Praise and Poems
Colin Hambrook stitches back the torn patchwork of an upbringing in a decade of radical change against which his mother’s fledgling Millenarianism glared incongruously. A doorstep conversion by Jehovah’s Witnesses cast a spectre over her psychical stability, in turn shadowing her son’s. For Hambrook, this was not so much the Swinging as ‘Witnessing’ Sixties. He depicts his mother’s neuroleptic meltdown —at the decade’s hallucinogenic end—uncompromisingly. Swooping throughout are avian leitmotivs of an ornithophobic symbology: wings, rookeries, and ‘Crow’, a Hughesian grotesque multiplied to whited-out beaks scratching into one of Hambrook’s stark illustrations. These are startling additions to art brut—a tradition as vital to the texture of art as grit to a tarmac road. The poetry bristles with a ‘proletarian’ spontaneity—W.H. Davies, Francis Ledwidge, and contemporaries Peter Street and Tom Kelly, spring to mind. Knitting Time is its own act of Witness to the struggle of the ego against the weight of religious intransigence.
Alan Morrison
Colin Hambrook is a strong a visual animal as he is a writer, combining fabulously dark,
surrealist line drawings with words that echo and caw.

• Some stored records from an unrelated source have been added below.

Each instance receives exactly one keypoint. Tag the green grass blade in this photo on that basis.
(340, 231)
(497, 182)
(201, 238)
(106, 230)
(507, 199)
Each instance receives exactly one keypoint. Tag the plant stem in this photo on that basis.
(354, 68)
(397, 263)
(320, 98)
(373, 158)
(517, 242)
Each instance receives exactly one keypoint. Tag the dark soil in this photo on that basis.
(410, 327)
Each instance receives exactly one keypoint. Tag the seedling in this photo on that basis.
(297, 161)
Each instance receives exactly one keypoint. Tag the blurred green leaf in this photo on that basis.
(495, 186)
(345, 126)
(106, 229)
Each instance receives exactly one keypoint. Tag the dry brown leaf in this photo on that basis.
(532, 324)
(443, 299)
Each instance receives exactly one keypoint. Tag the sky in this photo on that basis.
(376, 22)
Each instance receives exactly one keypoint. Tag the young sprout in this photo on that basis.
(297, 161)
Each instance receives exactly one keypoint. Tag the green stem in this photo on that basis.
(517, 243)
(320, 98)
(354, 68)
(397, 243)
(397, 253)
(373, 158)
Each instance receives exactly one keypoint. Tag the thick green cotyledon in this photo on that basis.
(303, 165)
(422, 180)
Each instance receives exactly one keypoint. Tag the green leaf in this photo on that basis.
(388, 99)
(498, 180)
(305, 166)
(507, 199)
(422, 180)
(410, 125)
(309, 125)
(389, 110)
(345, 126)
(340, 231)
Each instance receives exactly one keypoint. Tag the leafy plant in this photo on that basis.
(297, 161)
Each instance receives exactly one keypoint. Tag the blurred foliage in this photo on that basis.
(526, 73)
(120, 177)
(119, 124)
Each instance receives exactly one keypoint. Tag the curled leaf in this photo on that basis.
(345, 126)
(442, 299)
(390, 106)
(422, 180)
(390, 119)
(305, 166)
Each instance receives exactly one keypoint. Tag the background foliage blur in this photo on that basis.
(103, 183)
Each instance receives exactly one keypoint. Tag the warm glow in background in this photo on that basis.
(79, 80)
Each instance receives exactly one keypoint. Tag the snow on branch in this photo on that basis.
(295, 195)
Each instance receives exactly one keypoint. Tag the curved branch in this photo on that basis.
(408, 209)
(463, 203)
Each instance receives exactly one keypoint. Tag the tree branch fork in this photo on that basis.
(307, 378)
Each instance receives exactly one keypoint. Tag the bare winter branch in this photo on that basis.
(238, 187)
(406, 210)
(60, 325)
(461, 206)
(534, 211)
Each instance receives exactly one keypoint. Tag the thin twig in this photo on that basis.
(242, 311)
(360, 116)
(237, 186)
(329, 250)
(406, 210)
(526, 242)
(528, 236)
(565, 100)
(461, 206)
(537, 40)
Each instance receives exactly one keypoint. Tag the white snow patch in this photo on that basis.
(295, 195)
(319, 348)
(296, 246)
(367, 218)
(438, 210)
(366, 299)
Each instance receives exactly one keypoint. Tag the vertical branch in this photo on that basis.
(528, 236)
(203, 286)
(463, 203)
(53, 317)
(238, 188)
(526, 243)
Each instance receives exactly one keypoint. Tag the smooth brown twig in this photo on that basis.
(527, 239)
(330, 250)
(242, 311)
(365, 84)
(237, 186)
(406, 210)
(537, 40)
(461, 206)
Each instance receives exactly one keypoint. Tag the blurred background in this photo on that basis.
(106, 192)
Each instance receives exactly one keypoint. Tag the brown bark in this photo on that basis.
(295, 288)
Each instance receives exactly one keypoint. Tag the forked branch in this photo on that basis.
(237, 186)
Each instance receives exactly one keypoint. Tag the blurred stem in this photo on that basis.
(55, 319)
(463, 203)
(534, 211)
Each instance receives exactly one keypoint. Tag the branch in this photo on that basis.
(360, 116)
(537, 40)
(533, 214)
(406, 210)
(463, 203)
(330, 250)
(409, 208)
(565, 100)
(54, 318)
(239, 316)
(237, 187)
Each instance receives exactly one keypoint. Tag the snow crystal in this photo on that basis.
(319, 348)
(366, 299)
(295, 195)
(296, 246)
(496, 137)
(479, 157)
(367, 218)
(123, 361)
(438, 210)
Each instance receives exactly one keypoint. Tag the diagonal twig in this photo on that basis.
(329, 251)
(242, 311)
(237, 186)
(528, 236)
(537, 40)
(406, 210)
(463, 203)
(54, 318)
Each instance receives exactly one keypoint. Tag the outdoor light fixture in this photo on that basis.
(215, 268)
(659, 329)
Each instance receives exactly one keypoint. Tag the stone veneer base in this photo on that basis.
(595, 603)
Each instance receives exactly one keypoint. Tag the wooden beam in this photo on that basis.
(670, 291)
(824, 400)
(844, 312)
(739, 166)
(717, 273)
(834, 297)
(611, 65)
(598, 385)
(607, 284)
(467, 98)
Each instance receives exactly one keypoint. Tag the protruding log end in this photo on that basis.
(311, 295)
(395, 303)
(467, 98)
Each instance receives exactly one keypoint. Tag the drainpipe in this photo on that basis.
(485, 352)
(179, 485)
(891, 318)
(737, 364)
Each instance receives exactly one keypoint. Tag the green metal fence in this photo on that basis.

Simon Powell, Creative Future
I started reading and could not stop. Hambrook really does take the reader on a personal and painful family journey through three generations with strong yet careful guiding hands. His homespun storytelling is easy yet highly revealing to the eye and the surges into phantasmagorical language are exquisite.
Ivan Riches
Hanging Out To Dry
She’s pegged out to dry
on a washing line
no guessing how the wind
will feel; rising ghost-like
as cloud shapes twist
and the weather
bursts in a mythical sky
where stars refuse to shine.
She looks for the garden
below; whispers to the lawn
as religious fervour threatens
to conceal the Holy Bible
fading to grey against
the brightening plane
where each blade of grass glows;
her last thought light as chlorophyll.